All of these stories hew to a typical formula: Wise elders bemoan that kids are getting lazy/fat/fearful/depressed/stressed out because lawsuits have deprived them of the tall slides/monkey bars/other dangerous equipment of old, from which to take risks and exercise their growing muscles. All such stories, including the one in the Times, use the author's own sepia-toned childhood memories of "unstructured free time" as a benchmark for measuring the new "nanny state" and its efforts to protect children from injury.
Every time I read one of these, I have to think that the authors haven't spent much time on playgrounds lately, because the rare new playground equipment going into the lucky few places that can afford it, is really, really cool--way cooler than anything I ever played on as a kid, and it's far from boring. Right now, my local city
playground is about to install a rock-climbing wall that's high enough to give
the geezer parents in our neighborhood heart palpitations. 

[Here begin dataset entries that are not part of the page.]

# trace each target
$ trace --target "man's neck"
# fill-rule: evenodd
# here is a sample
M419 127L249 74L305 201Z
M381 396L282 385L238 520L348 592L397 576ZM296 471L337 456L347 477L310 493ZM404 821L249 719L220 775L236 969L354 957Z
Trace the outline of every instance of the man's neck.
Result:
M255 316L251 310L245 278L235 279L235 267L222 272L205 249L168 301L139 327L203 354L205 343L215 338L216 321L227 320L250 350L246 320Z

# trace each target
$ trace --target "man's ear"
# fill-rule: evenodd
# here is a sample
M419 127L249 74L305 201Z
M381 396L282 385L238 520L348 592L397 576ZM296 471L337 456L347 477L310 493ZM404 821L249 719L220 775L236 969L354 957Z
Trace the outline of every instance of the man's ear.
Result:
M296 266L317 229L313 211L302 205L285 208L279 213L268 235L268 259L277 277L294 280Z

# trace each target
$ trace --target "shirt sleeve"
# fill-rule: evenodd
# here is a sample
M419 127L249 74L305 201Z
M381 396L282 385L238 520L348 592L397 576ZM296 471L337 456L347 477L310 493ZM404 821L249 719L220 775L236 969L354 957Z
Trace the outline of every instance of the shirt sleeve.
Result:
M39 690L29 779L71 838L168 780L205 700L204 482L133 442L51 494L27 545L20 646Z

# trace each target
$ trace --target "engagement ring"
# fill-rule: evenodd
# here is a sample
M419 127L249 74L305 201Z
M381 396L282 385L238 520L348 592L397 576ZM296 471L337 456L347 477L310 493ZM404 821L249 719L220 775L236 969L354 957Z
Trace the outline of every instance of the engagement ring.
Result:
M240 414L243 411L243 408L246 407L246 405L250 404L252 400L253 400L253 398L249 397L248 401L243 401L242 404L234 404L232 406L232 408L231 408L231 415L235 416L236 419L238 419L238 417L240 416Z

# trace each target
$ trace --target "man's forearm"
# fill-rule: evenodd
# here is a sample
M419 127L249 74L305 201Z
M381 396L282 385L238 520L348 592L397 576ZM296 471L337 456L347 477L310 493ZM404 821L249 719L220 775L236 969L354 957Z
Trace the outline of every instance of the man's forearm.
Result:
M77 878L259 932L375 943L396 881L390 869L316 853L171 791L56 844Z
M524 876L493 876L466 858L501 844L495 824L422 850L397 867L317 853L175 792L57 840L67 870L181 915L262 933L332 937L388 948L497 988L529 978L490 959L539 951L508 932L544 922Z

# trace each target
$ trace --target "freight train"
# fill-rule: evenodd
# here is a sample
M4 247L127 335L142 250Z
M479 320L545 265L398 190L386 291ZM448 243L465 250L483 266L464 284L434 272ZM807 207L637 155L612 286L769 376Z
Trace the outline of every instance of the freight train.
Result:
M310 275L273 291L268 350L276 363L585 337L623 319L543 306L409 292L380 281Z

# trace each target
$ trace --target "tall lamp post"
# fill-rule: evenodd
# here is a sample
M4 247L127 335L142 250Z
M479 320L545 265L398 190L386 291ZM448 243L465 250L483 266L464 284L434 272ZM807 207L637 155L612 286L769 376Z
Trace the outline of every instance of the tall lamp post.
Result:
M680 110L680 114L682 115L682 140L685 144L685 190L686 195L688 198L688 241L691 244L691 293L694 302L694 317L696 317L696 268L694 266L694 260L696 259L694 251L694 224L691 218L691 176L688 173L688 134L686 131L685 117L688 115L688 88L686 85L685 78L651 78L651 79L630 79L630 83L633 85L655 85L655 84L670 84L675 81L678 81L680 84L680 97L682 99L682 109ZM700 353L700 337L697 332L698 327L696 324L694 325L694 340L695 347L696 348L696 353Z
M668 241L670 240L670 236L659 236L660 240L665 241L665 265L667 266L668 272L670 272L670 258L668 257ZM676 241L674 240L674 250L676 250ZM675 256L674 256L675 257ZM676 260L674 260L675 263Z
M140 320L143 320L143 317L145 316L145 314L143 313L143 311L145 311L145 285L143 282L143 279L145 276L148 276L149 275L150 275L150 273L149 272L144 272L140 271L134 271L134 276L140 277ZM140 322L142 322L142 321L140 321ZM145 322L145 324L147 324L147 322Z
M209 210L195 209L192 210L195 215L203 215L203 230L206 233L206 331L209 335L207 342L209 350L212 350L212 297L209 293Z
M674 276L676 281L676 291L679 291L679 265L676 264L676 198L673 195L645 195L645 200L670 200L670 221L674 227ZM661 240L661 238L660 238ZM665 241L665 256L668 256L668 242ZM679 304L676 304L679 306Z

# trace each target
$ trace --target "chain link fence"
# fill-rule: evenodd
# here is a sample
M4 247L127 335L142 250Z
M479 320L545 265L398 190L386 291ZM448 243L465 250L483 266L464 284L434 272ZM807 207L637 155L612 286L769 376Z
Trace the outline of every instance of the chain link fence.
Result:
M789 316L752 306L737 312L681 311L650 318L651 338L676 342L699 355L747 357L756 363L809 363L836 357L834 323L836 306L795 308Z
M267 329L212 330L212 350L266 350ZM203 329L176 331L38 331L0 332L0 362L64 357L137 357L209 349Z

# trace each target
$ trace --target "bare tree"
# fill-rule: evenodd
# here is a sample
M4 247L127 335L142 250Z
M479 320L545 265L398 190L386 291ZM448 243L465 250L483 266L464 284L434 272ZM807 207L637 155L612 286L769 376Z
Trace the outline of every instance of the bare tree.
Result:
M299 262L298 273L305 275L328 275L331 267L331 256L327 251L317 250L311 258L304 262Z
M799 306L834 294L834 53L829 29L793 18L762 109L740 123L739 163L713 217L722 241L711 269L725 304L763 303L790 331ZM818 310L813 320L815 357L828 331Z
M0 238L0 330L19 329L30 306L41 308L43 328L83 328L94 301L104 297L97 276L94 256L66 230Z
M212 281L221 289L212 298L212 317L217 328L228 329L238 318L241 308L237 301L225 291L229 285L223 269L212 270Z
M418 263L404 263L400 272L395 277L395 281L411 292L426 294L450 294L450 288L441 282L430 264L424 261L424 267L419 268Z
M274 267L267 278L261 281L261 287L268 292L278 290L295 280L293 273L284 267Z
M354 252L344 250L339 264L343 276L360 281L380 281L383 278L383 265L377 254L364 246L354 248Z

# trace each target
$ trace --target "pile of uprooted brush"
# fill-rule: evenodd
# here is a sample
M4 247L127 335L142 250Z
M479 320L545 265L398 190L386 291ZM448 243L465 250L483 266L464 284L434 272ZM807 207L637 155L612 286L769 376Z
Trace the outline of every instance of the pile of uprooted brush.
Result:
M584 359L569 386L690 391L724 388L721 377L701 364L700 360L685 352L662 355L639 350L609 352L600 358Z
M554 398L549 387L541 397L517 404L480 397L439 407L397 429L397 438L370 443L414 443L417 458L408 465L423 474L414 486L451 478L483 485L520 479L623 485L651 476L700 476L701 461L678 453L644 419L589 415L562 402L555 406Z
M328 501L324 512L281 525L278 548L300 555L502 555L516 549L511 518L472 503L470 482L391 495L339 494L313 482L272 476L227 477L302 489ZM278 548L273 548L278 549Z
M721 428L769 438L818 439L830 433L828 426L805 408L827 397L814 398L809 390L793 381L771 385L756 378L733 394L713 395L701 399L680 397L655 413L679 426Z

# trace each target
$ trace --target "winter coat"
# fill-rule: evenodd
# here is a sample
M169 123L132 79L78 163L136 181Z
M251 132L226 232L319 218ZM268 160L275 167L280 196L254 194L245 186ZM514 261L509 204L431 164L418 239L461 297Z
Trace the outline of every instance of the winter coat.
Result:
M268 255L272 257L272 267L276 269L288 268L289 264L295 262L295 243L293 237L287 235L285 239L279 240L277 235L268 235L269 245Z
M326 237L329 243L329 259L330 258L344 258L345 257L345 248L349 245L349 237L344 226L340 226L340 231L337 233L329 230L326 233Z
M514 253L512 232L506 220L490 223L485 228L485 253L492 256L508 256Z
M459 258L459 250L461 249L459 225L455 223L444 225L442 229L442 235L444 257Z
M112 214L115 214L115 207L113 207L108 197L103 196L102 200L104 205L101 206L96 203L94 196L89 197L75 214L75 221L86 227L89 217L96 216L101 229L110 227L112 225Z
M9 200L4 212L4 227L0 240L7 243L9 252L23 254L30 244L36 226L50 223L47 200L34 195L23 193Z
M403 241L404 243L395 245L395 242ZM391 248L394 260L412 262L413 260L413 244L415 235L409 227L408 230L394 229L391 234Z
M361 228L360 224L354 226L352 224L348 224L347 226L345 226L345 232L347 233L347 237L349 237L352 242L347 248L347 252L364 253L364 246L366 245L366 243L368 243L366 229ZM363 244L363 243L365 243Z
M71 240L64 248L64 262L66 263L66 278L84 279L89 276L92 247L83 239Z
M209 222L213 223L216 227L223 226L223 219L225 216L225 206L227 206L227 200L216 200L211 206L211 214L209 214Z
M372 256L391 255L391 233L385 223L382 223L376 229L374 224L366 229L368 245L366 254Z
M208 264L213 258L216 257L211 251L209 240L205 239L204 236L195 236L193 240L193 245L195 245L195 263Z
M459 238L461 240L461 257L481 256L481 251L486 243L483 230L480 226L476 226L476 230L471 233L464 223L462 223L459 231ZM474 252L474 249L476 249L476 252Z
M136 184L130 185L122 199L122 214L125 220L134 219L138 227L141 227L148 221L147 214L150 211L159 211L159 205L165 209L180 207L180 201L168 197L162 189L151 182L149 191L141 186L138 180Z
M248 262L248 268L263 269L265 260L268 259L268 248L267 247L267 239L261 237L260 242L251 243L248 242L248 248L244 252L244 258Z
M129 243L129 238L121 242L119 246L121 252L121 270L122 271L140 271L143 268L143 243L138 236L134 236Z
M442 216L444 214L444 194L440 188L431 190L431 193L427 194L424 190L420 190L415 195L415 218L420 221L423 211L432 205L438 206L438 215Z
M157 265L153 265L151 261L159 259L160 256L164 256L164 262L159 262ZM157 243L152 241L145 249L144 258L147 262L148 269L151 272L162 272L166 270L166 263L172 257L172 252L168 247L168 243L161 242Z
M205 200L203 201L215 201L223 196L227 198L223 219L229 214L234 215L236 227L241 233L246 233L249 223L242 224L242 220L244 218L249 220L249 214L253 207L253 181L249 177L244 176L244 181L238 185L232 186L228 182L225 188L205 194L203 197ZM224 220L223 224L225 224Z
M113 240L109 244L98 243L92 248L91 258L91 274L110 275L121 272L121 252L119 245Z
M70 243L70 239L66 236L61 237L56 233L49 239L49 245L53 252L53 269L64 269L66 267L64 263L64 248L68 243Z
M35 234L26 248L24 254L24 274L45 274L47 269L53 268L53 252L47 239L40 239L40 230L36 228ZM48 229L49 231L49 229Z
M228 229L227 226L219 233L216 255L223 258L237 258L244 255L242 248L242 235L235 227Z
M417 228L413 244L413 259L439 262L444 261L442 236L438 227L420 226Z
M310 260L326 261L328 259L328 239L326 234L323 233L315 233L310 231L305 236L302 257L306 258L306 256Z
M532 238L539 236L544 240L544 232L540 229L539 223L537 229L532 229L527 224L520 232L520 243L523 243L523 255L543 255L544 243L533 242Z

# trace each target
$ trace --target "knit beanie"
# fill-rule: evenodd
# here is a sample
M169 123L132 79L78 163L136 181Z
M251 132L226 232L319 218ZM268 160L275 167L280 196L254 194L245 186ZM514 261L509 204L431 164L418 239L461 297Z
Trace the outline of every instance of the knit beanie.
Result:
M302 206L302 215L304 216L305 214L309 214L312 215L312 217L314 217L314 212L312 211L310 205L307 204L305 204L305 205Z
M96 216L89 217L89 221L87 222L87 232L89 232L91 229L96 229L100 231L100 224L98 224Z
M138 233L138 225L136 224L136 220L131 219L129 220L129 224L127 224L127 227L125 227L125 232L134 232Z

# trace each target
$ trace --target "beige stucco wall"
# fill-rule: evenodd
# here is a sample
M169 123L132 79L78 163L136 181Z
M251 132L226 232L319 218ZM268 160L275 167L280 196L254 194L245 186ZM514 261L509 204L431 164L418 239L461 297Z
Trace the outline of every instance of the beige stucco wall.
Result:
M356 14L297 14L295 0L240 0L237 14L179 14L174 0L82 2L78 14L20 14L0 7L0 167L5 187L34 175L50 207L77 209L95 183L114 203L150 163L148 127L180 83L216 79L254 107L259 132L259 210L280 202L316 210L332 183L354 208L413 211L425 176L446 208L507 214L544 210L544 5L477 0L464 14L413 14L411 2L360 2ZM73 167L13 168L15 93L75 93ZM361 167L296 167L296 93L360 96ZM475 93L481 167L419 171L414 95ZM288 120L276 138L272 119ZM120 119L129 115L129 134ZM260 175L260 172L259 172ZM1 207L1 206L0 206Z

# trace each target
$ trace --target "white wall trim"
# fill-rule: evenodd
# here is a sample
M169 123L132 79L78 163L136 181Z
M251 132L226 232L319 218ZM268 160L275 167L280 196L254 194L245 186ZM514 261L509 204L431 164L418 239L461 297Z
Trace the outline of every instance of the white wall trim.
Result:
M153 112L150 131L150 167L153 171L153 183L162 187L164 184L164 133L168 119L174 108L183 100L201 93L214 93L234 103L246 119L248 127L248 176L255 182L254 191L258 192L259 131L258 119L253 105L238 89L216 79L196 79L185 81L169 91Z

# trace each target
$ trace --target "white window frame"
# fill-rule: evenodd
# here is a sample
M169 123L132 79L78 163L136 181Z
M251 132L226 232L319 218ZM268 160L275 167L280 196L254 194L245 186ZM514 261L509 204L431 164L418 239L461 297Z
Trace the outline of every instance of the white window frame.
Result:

Apparently, though, the folks at Common Good, the tort reform group that is the genesis for much of the "dumbed down playground" news coverage, think turning your knees into hamburger every time you go out to play is a character-building exercise. They think that our litigious culture has given kids a "bubble-wrapped" existence that doesn't subject them to enough risk. If they don't break a few bones falling off monkey bars, Common Good argues, they won't grow up to be risk-taking "entrepreneurs" (or maybe insurance defense lawyers, in the case of Common Good's former executive director Franklin Stone, whose bubble-wrapped quote appeared in the Times).
Really, though, these death of the playground stories miss the big picture. Besides the fact that there isn't exactly a big parent constituency lobbying for more dangerous play structures, drive around any suburban gated community and you'll see all that's missing at the playground: a swing set in every yard, a Moonbounce in every basement. The biggest threat to the modern playground is not the lawsuit, but the lack of investment in public parks and public schools.
I wish that lawsuits were as effective at directing municipal behavior as Common Good's luminaries believe. If they were, the D.C. parks and rec department might clean up the broken glass and condoms off our playground in a more timely fashion. In some areas of the city, the only way to get city workers to a playground is to report the presence of a corpse in the sandbox. Kids in our city face plenty of risks when they venture on to the playground. Unfortunately, they're not the sort of risks that can be remedied in a courthouse.